I am not a kernel expert, but as I understand it, the system is not supposed to freeze/hang when running out of memory. What I would expect to see is this:
- When there is swap space available, no process should be killed until both memory and swap are consumed (in my case, 64G).
- Even with no swap, oom-killer is supposed to kill
7zawhen memory runs out
- Even without both of the above, any process trying to allocate more memory than is available should get an error and fail gracefully.
So there are in fact 3 independent mechanisms to prevent running out of memory, but all of them appear to fail. I realize there might be some subtle issues I don’t know about (i.e. memory ballooning in guest VMs, locked memory etc.), but I can really not think of anything that would explain the behaviour I am seeing.
Can somebody explain what is going on here and why? Am I just missing something? Can I do something to deterministically prevent hanging?
I ran some differential tests and I’ve found that:
- Encrypted swap on LVM volume => machine freezes.
- Encrypted swap on partition => everything OK (swap gets used as expected, machine does not freeze).
It would appear that the problem is somehow related to LVM. I have used the same physical partition in both cases, so it’s not disk-related either. During tests, i’ve left vm.swappiness to 60 (default).
Just as a side note – during one particular test, I’ve noticed that in htop, one “notch” appeared in swap bar just before machine froze. So the kernel actually started to use swap, but it only lasted for about 3 seconds.
The problem should be easily reproducible.

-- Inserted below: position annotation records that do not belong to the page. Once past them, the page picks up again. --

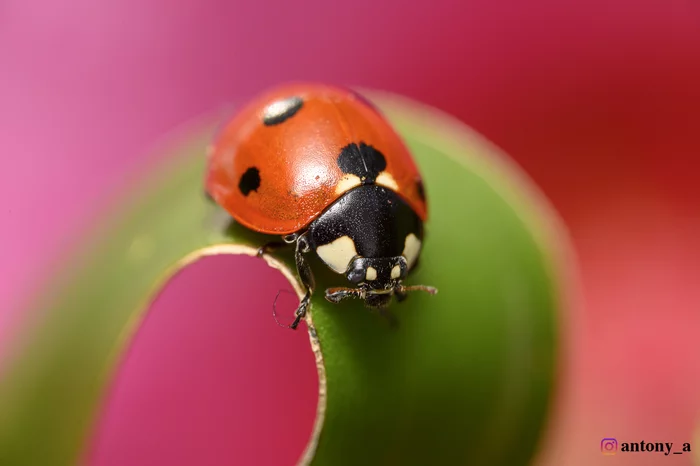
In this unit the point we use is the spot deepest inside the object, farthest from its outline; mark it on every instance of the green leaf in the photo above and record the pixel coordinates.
(467, 378)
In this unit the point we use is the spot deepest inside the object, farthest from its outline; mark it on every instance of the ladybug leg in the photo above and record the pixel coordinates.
(307, 279)
(400, 295)
(272, 245)
(269, 247)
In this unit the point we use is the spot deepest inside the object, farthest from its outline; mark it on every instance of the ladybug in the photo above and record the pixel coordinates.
(320, 167)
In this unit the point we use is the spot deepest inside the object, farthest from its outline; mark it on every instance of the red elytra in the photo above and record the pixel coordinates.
(275, 166)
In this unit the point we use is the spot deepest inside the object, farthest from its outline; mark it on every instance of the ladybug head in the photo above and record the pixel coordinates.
(377, 279)
(380, 273)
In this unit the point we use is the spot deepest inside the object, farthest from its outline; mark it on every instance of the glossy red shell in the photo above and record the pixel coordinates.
(297, 159)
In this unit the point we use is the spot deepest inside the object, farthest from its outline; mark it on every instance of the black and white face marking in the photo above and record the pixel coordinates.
(370, 234)
(281, 110)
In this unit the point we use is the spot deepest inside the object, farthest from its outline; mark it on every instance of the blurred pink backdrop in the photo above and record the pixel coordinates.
(598, 101)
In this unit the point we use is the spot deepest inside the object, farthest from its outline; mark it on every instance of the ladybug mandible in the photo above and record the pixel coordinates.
(322, 168)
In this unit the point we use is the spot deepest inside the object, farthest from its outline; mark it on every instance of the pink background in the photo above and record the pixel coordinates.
(597, 101)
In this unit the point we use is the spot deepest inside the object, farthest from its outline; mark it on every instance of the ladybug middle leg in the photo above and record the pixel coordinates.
(307, 278)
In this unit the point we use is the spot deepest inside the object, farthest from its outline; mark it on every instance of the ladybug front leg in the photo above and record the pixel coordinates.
(307, 279)
(272, 245)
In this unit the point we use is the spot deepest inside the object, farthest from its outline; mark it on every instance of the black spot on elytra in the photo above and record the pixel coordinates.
(420, 189)
(250, 181)
(362, 160)
(281, 110)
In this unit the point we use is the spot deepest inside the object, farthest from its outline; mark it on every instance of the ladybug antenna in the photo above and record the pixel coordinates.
(274, 308)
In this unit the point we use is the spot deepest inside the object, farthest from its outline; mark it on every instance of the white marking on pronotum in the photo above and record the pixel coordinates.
(385, 179)
(371, 274)
(338, 254)
(347, 182)
(411, 249)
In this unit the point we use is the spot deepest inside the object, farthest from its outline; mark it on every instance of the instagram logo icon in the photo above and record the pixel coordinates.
(608, 446)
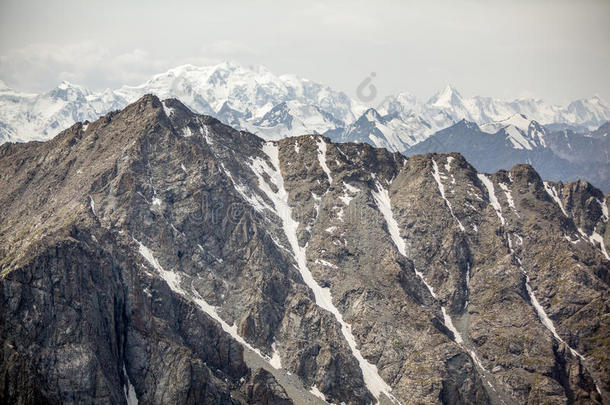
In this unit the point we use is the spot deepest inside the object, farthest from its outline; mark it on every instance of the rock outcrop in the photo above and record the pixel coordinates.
(160, 256)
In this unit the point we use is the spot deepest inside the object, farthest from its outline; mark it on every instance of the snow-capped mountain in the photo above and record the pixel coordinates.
(292, 117)
(556, 155)
(297, 271)
(396, 131)
(272, 106)
(25, 117)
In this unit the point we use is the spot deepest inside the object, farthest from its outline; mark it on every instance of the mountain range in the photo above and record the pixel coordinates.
(275, 107)
(157, 256)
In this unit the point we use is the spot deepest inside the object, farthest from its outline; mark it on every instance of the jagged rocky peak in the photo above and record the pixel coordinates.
(183, 261)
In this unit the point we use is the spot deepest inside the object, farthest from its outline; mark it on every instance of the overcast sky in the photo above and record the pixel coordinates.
(554, 50)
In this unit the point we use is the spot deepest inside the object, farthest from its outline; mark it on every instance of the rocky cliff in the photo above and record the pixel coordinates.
(159, 256)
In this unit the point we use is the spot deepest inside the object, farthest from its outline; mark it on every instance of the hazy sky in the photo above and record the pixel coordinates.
(554, 50)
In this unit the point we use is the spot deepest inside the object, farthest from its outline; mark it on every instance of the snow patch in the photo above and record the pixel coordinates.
(316, 392)
(382, 199)
(129, 390)
(451, 327)
(322, 159)
(374, 383)
(173, 281)
(92, 205)
(546, 321)
(441, 189)
(168, 110)
(555, 196)
(492, 196)
(276, 360)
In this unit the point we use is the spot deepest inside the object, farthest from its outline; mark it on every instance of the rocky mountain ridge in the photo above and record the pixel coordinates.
(556, 155)
(161, 256)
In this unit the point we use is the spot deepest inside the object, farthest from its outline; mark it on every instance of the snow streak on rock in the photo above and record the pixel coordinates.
(441, 189)
(322, 158)
(553, 193)
(129, 390)
(375, 384)
(384, 204)
(492, 196)
(382, 198)
(595, 237)
(173, 281)
(449, 324)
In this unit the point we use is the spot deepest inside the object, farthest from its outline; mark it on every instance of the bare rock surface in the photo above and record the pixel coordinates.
(159, 256)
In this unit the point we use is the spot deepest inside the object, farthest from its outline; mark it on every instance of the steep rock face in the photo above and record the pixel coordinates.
(177, 249)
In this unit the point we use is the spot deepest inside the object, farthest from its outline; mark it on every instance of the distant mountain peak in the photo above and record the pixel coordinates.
(448, 96)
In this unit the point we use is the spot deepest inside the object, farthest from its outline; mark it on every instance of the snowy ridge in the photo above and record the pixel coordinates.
(492, 196)
(272, 106)
(129, 390)
(383, 202)
(595, 238)
(553, 194)
(322, 158)
(374, 383)
(441, 189)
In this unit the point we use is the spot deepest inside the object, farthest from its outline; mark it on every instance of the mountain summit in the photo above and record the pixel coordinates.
(159, 256)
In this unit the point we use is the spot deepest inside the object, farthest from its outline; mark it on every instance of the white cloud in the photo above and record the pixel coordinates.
(41, 66)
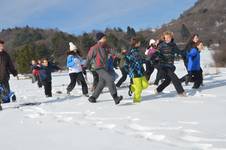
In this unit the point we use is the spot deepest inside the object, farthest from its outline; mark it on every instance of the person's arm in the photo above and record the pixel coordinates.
(193, 52)
(11, 67)
(89, 58)
(70, 61)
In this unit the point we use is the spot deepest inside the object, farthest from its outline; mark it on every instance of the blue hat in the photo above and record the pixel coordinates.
(99, 36)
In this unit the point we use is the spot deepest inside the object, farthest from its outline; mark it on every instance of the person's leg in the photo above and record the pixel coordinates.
(144, 83)
(100, 86)
(164, 84)
(175, 80)
(108, 81)
(123, 78)
(39, 83)
(95, 80)
(83, 82)
(137, 89)
(50, 89)
(159, 76)
(198, 79)
(73, 78)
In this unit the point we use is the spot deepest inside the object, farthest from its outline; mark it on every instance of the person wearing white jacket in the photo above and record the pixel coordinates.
(74, 65)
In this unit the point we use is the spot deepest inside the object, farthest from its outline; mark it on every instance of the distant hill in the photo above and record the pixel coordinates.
(206, 17)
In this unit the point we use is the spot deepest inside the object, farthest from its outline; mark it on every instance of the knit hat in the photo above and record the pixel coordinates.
(99, 36)
(72, 47)
(152, 41)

For anybody following up on this, I determined that the problem is specific to using swap space on top of LVM (encrypted or not). This was tested on 4.x kernels, and I was not able to avoid this hangs by tweaking sysctl parameters. I have no info about 5.x at the moment. It seems like a kernel bug to me.
I’ve seen a similar result happen – but the problem isn’t lack of memory; it’s a process that eats up space in the root partition/volume.
E.g. Commonly this could be excessive writing to /tmp, or other file system in /. The kernel will swap out anything it can (which isn’t much) in an effort to store the unwritten memory in RAM buffers. Fairly quickly this will fail and everything grinds to a halt.
Normally you would get warning messages issued – but you may not see them for an especially storage-greedy process.